ECLI:NL:CRVB:2024:2134
Centrale Raad van Beroep
- Hoger beroep
- Rechtspraak.nl
Weigering uitbetaling WW-uitkering over de periode van 10 mei 2022 tot en met 29 juli 2022
In deze zaak gaat het om de weigering van het Uitvoeringsinstituut werknemersverzekeringen (Uwv) om de WW-uitkering van appellante over de periode van 10 mei 2022 tot en met 29 juli 2022 uit te betalen. Het Uwv heeft deze weigering gebaseerd op het feit dat deze periode ligt vóór de 26 weken voorafgaande aan de datum waarop de aanvraag om een WW-uitkering werd ingediend. Appellante stelt dat er sprake is van een bijzonder geval, maar de Raad oordeelt dat het Uwv terecht heeft besloten om de uitkering niet uit te betalen. De rechtbank Rotterdam had eerder het beroep van appellante tegen het besluit van het Uwv ongegrond verklaard, en de Raad bevestigt deze uitspraak.
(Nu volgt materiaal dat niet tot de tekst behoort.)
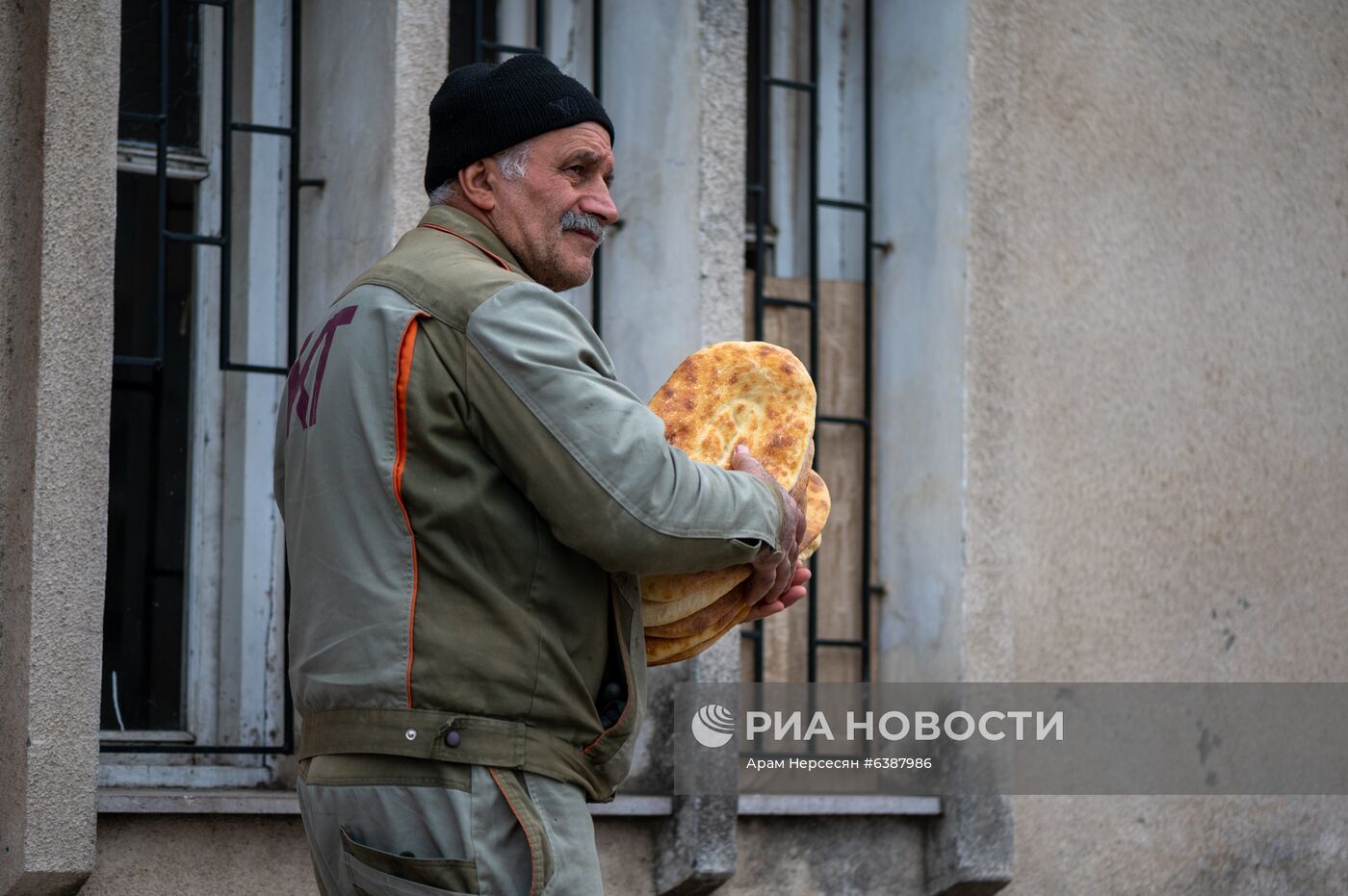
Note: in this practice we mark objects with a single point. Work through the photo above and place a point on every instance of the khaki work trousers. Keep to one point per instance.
(395, 826)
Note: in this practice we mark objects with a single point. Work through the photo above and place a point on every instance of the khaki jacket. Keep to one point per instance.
(468, 496)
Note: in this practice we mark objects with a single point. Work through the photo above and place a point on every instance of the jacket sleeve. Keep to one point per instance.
(590, 457)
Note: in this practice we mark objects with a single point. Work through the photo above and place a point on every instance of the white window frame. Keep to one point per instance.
(233, 588)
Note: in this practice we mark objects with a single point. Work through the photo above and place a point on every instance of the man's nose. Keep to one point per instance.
(599, 202)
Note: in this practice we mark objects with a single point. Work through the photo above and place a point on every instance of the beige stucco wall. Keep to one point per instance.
(1156, 360)
(57, 197)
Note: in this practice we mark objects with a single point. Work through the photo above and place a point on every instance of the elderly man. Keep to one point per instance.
(469, 496)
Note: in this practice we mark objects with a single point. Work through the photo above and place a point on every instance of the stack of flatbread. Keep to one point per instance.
(752, 394)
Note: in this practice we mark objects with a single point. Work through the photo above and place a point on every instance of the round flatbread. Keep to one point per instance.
(698, 586)
(671, 650)
(754, 394)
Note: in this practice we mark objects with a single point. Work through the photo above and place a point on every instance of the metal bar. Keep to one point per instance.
(292, 333)
(478, 31)
(162, 184)
(846, 421)
(813, 609)
(761, 128)
(130, 360)
(272, 750)
(507, 47)
(788, 303)
(262, 128)
(868, 588)
(296, 182)
(253, 368)
(844, 204)
(201, 239)
(226, 158)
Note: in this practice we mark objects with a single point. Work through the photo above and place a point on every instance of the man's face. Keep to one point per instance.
(549, 216)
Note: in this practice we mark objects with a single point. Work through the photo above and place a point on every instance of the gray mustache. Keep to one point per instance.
(583, 221)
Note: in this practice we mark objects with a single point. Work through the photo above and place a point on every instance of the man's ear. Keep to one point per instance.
(475, 185)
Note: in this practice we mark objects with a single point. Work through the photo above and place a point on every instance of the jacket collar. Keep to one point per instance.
(472, 229)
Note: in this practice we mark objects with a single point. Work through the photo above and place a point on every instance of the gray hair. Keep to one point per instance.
(512, 164)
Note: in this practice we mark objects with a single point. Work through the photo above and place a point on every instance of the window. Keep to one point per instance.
(194, 686)
(809, 287)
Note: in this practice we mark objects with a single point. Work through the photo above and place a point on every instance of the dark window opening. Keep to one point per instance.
(143, 610)
(141, 71)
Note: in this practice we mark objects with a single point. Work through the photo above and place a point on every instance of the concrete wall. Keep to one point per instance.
(379, 64)
(171, 855)
(1155, 373)
(57, 197)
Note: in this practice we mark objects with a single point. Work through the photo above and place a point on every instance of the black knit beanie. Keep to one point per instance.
(485, 108)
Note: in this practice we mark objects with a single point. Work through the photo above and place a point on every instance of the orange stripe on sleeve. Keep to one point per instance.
(404, 368)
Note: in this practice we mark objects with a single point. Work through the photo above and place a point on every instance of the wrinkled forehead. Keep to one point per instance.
(586, 141)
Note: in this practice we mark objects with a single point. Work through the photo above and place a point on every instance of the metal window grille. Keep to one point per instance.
(162, 121)
(761, 84)
(480, 17)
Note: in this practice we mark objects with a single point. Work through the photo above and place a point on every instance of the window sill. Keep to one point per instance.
(150, 801)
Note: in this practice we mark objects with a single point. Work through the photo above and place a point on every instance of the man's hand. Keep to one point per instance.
(778, 578)
(794, 593)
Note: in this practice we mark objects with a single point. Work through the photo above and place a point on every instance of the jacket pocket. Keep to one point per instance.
(377, 873)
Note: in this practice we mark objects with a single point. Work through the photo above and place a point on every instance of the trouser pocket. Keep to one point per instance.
(375, 872)
(511, 784)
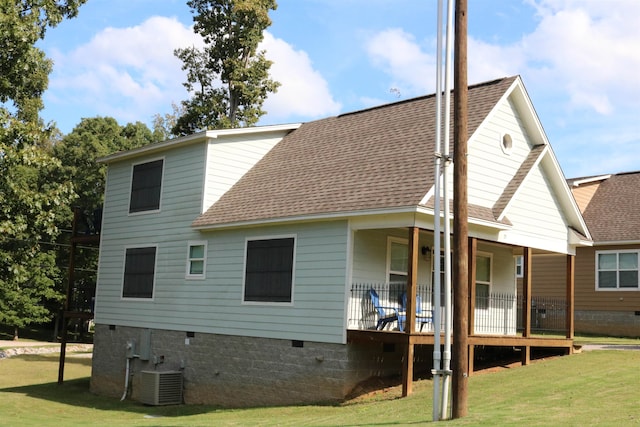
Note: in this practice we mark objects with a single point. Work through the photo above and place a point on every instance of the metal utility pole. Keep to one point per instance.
(460, 214)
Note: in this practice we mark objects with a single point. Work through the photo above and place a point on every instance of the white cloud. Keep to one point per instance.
(398, 53)
(303, 91)
(129, 73)
(591, 49)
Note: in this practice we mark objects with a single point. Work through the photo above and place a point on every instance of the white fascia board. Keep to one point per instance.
(193, 139)
(579, 182)
(616, 242)
(414, 220)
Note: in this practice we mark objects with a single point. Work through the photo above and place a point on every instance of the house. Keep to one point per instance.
(245, 259)
(607, 288)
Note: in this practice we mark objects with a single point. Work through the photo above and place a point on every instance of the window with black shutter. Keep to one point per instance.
(146, 186)
(139, 272)
(269, 270)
Appellante heeft niet aangetoond dat zij om medische redenen niet in staat was om eerder een aanvraag in te dienen. De Raad volgt de rechtbank in haar oordeel dat de bewijslast voor het bestaan van een bijzonder geval bij appellante ligt, en dat zij hierin niet is geslaagd. De uitspraak van de Raad is gedaan op 14 november 2024.